Here he concludes what he expects from all the students. This makes it all very easy understandable and easy to follow, which is important when he is addressing kids and youngsters. The main point he is making is that all the students should work hard in school so they can get a good education. As a ground for this main statement he says that a good education is needed if one wants to become something in life, and that jobs and money does not come from nothing. He uses different kinds of rhetorical techniques when he argues his points.
He starts off by addressing the audience personally in the very first line, “Hello everyone – how’s everybody doing today? ” (l. 1). This makes the audience pay much more attention than if he had just said something such as ‘welcome’ for instance. Throughout the speech he often repeats a word or the beginning of a sentence such as it is seen in lines 164-165. Here he repeats the phrase “I expect …”. This gives his words more substance. When you read or hear it you really focus on the things that are repeated. So when it is used here you really understand exactly what it is he wants the students to do.
Another thing that he does to really capture his audience is to give them examples that they can relate to or compare themselves to. This is done in line 92 to 107. This is also good, because it is a quite young audience he is addressing in this speech and it makes the whole thing easier accessible for them. He also tells his own story, and thereby makes himself more relatable. That is important, because when kids see Obama they see a famous person but none the less a stranger, and therefore an adult whom they do not know how to relate to.

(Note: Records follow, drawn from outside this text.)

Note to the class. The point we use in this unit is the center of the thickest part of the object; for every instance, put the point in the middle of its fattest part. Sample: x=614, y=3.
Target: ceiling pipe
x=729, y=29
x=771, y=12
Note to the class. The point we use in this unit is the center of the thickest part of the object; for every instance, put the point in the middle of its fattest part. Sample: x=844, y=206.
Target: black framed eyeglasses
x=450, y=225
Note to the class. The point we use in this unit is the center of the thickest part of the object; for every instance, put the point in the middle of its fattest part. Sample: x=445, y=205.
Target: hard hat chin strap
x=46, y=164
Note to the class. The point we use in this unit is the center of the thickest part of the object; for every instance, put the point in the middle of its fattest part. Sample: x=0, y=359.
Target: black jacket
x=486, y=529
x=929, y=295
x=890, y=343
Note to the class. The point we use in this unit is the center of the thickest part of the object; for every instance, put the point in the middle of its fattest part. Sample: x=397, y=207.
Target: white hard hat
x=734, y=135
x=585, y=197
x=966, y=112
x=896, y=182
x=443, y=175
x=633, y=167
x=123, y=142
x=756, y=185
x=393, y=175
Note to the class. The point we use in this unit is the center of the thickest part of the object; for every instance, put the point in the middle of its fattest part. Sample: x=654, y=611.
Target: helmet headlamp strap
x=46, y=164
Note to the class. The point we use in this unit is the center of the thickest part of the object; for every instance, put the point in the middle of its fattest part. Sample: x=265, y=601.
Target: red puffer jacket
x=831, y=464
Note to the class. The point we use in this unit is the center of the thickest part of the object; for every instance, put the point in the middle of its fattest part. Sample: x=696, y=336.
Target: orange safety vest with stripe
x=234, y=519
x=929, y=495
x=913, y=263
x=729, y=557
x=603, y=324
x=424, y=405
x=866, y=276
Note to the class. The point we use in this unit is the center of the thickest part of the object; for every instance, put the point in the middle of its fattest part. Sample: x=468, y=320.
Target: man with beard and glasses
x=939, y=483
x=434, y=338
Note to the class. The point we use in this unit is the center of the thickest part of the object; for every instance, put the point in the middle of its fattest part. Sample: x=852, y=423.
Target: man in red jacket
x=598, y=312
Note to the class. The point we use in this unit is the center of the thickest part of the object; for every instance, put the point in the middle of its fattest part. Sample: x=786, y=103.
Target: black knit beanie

All these things make him more unrelatable for the young people. So when he reveals details about his own childhood he creates a trust bond between himself and his audience, and in that way makes the kids want to listen and more likely agree with him. In America national sentiment is very common, and responsibility towards the country is often used as a means to encourage and motivate people. This feeling is something that Obama also takes advantage of, “If you don’t do that – if you quit on school – you’re not just quitting on yourself, you’re quitting on your country” (ll. 63-64).
The country and the responsibility to it are mentioned several times. The feeling that the students have to do well in school not just for themselves, but for their country, is then built up through the speech to a degree where it almost causes bad continence for those who does not take their school seriously. Obama addresses his audience with a great deal of empathy, “Now I know it’s not always easy to do well in school. I know a lot of you have challenges in your lives right now that can make it hard to focus on your schoolwork. [Here is a line break in the text] I get it.
I know what that’s like. ” (ll. 65-67). This is another thing that minimizes the distance between Obama and his audience. This empathy causes people to respect him more because they feel they are somewhat on the same page. It makes the audience want to listen because they now can see that he is not unaware or indifferent of the obstacles in their lives. Throughout the speech Obama uses pathos as the main way of persuasion. “And even when you’re struggling, even when you’re discouraged, and you feel like other people have given up on you – don’t ever give up on yourself.
Because when you give up on yourself, you give up on your country. ” (ll. 147-149), here it is the feelings and emotions he appeals to. This is a very strong way of appealing to appealing to people, because it makes people more likely to agree, because they are emotional. In lines 158 to 160 he gives a line of questions. Those questions are meant so the audience will be encouraged to do something with their lives and therefore focus on their education. It is not questions about whether or not they will achieve something in life, it is questions about what that will achieve in life.
That way he tricks the audience into feeling that they have to achieve something, something for their country. Through the use of different rhetorical techniques, such as repetition, appeal to emotions, a line of questions and leveling himself with his audience, he achieves a convincing argumentation. He addresses his young audience with empathy, and reveals his own story to them which makes the distance between him and his audience smaller. So maybe Barrack Obama has found the right way to address a young audience, and convince them to work harder in the schools.